Boondoggling at the moment with The Cat Who Sang for the Birds. The satisfaction of a lazy read.

Wednesday, January 05, 2005

The quality of mercy is not strain’d

Or it sometimes is. Like when you see a young man with plastic buckets and tubs outside your house, ready to exchange anything for a pair of “sport shoes”. Like when you invite him up to show him a pair of unfashionable sneakers, and he turns his nose up at them, asking if you have Adidas or Nike. Like when you tell him, laughing uneasily, to get lost if he doesn’t like these.

Like when he beleaguers you about knickers or watches or old transistors, and you feel terrible for having to refuse him, for wanting to refuse him. Like when he asks you for a glass of water, and after that, another glass of water, and you raise an eyebrow and shut the door tightly behind you before going off to the kitchen for an entire bottle. So he doesn’t bother you again.

Like when he leaves, leaving behind a bitterness in the air.

When I give, I give on my own terms. Don’t demand, don’t pester me with your needs: I’m not concerned with them. Only with myself, and how I feel at the end of the transaction. Let’s all go home feeling good. Acknowledge my generosity.

Loper Update

Not found. Walked inside all of Friendicoes between rows of cowering dogs, snarling dogs, excited dogs, indifferent dogs, ugly dogs, beautiful dogs. Between their keen(ing) extra-human awareness that we were looking for someone else, not them.

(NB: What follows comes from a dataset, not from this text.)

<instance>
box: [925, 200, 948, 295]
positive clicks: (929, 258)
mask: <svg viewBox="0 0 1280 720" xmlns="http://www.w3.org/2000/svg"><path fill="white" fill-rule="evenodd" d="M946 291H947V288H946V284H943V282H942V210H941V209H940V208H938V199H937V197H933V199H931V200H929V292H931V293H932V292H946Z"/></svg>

Hundreds of these friendless animals, and here we were going berserk worrying about Loper. Makes one think.

Monday, January 03, 2005

Severest critic or sympathizer?

Other people might remember Palace Walk by Naguib Mahfouz for different reasons. I remember it for the spell its characters cast: I, avowed feminist, find myself almost in sync with Amina's angry bafflement with women who step out of the house or question male authority, and thus denigrate "sincerity, virtue, and religion". What better marker of great literature?